CHICAGO, June 25 (Xinhua) -- Researchers at the University of Chicago (UChicago) have developed a pioneering new method of solar-driven distillation or solar steam generation to successfully distill small batches of purified water.
But they are still searching for a way to do it on a large scale, said a news release posted on the university's website on Tuesday.
The researchers used a porphyrin covalent organic framework (POF), a newly discovered class of materials, in the new method. POFs can grow uniformly on the surface of a variety of materials with different levels of porosity, and they show high performance for water evaporation.
In the lab, POFs successfully grew on the inner and outer surfaces of every tested material.

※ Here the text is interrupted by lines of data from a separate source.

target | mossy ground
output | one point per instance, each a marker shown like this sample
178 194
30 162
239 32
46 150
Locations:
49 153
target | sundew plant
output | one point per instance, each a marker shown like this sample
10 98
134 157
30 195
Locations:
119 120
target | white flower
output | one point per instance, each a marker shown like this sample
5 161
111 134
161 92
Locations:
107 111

And every template showed favorable photothermal properties, indicating that POF-based materials are promising candidates for solar steam generation. The POF membrane was able to capture more than 95 percent of light across the majority of the spectrum of sunlight.
The ability of POFs to grow on many types of materials makes them easily adaptable for use with locally available materials. This versatility, coupled with the easy, one-step fabrication process, could make the method practical for large-scale production.

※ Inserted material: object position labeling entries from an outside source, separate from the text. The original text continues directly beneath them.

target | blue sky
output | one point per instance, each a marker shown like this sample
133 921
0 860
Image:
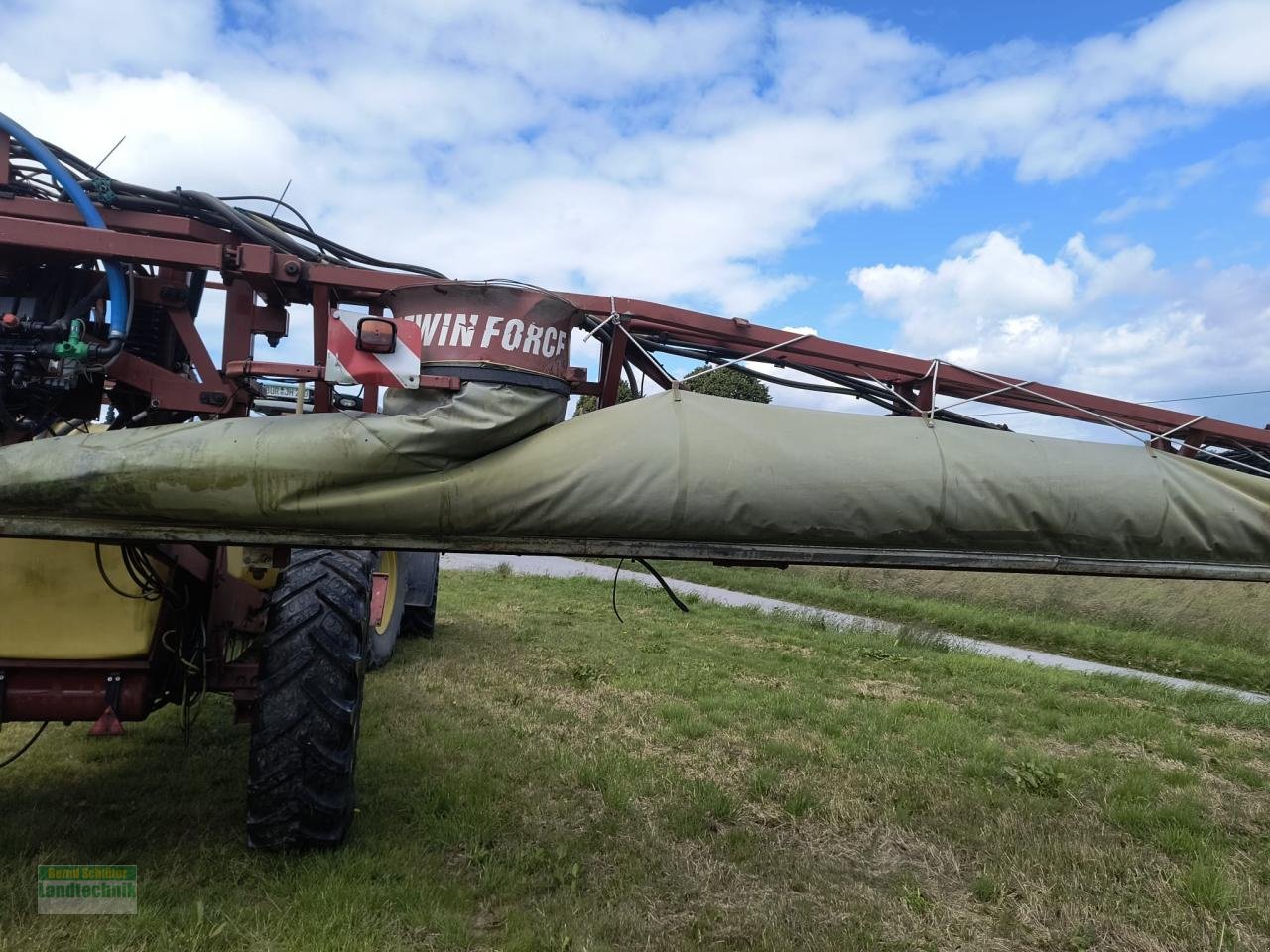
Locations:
1071 191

The POF-based approach proved highly effective in a lab setting, and the researchers plan to conduct further experiments outside the lab to observe the practical performance of POFs.
And they suggest POFs could help drive the sustainable water purification systems of the future.
"POF-based interface engineering design shows promise for large-scale purification methods, and it could also be used for desalination, wastewater treatment and beyond," said Zijing Xia, a graduate student at UChicago Pritzker Molecular Engineering and lead author of the research.
The results of the innovative work have been published in the journal Advanced Materials Interfaces.